Pour cela, il faudrait que cette compétition se fasse sur un terrain choisi par les citoyens via leurs Etats, et que certaines surenchères soient délibérément bannies. Il y aurait un moyen : celui de la convention internationale réciproque, universelle et effectivement respectée. Mais c’est justement cette logique du Free Rider qui y fait obstacle, comme dans le dilemme du prisonnier (3) où chacun trahit de peur d’être trahi, au préjudice des deux acteurs. Et c’est pourquoi il n’y a rien à attendre de décisif des gouvernements en matière de développement durable par autolimitation. Pourtant, une autorité extérieure va nécessairement devoir intervenir pour garantir un autre équilibre qui, s’il n’est pas optimal, sera au moins durable. Ce rôle, c’est le consommateur et nul autre qui le joue dans l’économie de marché. Nous verrons dans un prochain article comment il va se réapproprier sa position.

1 Une exception est reconnue pour les accords régionaux tels l’ALENA (Accord de libre échange nord-américain), ou l’UE (Union européenne), mais depuis le Traité de Maastricht de 1992, l’UE a abandonné la « préférence communautaire » qui permettait aux Etats de l’UE de se concéder des préférences douanières sans devoir en faire profiter tous ses partenaires. L’UE se retrouve donc sans barrière douanière pour endiguer les importations de l’étranger, et chacun de ses Etats membres se voit mis en concurrence directe avec des pays de développement économique et de choix de société différents, quand les autres zones économiques se protègent de l’extérieur. Les pays de l’UE sont donc particulièrement vulnérables en cas de dérégulation du marché mondial.

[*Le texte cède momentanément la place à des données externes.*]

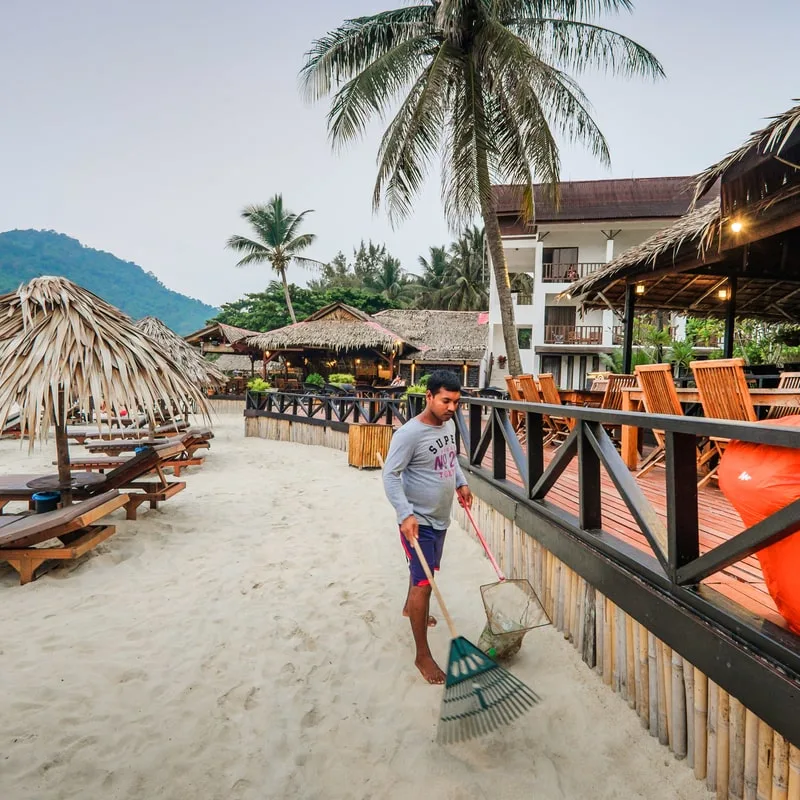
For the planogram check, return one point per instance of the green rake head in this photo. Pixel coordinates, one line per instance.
(479, 695)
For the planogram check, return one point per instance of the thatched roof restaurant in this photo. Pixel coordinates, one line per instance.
(736, 255)
(218, 338)
(340, 338)
(192, 364)
(336, 327)
(765, 167)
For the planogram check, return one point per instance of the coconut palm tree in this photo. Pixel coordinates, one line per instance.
(482, 83)
(391, 281)
(435, 269)
(277, 241)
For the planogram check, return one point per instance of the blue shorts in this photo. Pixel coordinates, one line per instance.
(431, 542)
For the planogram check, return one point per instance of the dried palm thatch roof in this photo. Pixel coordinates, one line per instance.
(335, 327)
(192, 364)
(779, 141)
(692, 235)
(441, 336)
(63, 343)
(229, 334)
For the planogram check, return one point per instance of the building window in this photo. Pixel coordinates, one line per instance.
(560, 264)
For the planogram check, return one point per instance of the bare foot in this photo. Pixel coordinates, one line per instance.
(431, 619)
(430, 670)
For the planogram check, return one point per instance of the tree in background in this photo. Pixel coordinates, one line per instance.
(277, 241)
(265, 311)
(482, 84)
(435, 273)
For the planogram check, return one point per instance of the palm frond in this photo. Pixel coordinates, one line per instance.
(412, 138)
(578, 46)
(376, 87)
(344, 53)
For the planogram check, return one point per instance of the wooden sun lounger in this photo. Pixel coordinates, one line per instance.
(72, 526)
(192, 439)
(102, 463)
(80, 433)
(126, 477)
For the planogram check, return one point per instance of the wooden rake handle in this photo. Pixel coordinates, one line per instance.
(439, 598)
(429, 576)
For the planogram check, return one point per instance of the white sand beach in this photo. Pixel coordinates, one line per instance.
(245, 641)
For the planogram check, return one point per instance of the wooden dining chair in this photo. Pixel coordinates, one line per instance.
(659, 397)
(724, 394)
(560, 426)
(789, 380)
(531, 394)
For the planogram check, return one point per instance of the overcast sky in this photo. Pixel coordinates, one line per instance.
(142, 128)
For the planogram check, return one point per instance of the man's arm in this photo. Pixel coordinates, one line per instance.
(398, 458)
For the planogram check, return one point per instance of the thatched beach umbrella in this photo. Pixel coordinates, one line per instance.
(60, 344)
(196, 368)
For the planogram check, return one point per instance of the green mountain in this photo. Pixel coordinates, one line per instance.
(29, 254)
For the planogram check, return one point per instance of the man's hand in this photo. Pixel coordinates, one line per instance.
(464, 496)
(409, 527)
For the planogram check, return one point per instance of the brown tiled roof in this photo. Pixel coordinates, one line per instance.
(583, 201)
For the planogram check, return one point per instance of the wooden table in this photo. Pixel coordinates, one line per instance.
(78, 480)
(632, 399)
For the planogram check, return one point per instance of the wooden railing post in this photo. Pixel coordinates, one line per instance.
(683, 532)
(475, 420)
(589, 488)
(498, 444)
(534, 449)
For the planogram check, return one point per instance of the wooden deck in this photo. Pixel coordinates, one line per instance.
(742, 582)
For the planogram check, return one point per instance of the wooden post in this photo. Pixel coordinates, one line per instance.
(764, 785)
(627, 344)
(711, 753)
(737, 750)
(723, 743)
(700, 723)
(730, 316)
(750, 755)
(62, 448)
(780, 767)
(794, 773)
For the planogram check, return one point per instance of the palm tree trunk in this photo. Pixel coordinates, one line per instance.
(498, 265)
(287, 296)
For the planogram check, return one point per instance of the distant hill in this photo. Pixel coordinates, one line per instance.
(30, 254)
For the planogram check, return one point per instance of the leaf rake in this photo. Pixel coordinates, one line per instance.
(479, 695)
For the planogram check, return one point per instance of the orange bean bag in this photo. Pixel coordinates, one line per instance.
(758, 480)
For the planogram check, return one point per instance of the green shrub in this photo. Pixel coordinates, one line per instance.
(258, 385)
(416, 388)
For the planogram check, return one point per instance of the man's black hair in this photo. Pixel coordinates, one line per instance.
(443, 379)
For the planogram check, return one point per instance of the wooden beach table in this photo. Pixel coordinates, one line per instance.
(632, 401)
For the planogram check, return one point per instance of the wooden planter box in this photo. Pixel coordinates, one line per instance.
(365, 442)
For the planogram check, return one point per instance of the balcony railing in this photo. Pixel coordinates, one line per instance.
(618, 335)
(567, 273)
(573, 334)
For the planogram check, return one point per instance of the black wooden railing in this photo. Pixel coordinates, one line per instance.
(746, 654)
(333, 408)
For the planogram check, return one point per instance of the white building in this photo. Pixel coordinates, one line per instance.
(595, 221)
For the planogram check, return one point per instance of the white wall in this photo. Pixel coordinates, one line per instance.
(524, 254)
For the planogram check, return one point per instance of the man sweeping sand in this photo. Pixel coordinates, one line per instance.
(420, 477)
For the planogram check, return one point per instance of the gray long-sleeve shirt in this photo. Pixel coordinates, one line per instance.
(422, 472)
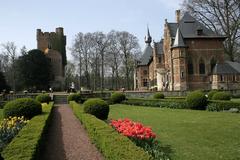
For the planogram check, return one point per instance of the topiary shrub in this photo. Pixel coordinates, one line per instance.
(117, 97)
(97, 107)
(43, 98)
(221, 96)
(196, 100)
(211, 93)
(26, 107)
(158, 96)
(74, 97)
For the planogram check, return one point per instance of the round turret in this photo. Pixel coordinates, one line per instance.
(148, 38)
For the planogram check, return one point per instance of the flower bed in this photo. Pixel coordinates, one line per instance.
(141, 135)
(26, 145)
(111, 144)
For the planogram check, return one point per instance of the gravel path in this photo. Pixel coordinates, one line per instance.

2 Il n’est bien sûr pas question de faire l’apologie du centralisme économique et de la planification étatique, qui mènent trop souvent loin de la concurrence à des monopoles exploitant le consommateur, en lui fournissant des biens à prix élevés, et de qualité moindre qu’en situation concurrentielle. Il s’agit par contre de rappeler que ces organes ne doivent pas être des outils de promotion idéologique, et que la souveraineté des Etats doit être respectée tant que le bien-être du citoyen est amélioré (c’est après tout l’alibi évoqué par ces fonds).

3 Le dilemme du prisonnier est une illustration type de la théorie des jeux de John Nash. A la suite d’investigations, on parvient à arrêter deux brigands que l’on suppose sur le point de braquer une banque. Pour obtenir des aveux, on les sépare puis il leur est proposé le marché suivant : chacun peut dénoncer ou ne pas dénoncer l’autre. Si aucun des deux ne dénonce, il écopent d’un an de prison chacun. Si les deux dénoncent l’autre, ils ont 7 ans de prison chacun. Si l’un dénonce et pas l’autre, celui qui a dénoncé est libéré, et l’autre prend 10 ans de prison. Le paradoxe est que chacun a intérêt personnellement à dénoncer. En effet, supposons que le brigand A ne dénonce pas, il a une chance sur deux d’être dénoncé, et une sur deux de ne pas l’être, donc en moyenne 1/2 + 10/2 = 11/2 = 5,5 ans. Par contre si A dénonce, il a une chance sur deux d’être dénoncé et une chance sur deux de ne pas l’être, donc en moyenne 0 + 7/2 = 3,5 ans. A va donc dénoncer B, d’autant plus qu’il est persuadé que celui-ci ayant plus d’intérêt à dénoncer qu’à ne pas le faire, il va le dénoncer, donc autant se couvrir. Et ainsi les deux joueurs passent à côté de l’équilibre optimal : le silence réciproque qui ne leur vaudrait qu’un an de prison. Le plus amusant dans le dilemme du prisonnier est que les expériences ont prouvé que même si on laisse les prisonniers se mettre d’accord avant de les séparer, ils finissent quand même par se trahir par manque de confiance (ou par opportunisme finalement malheureux).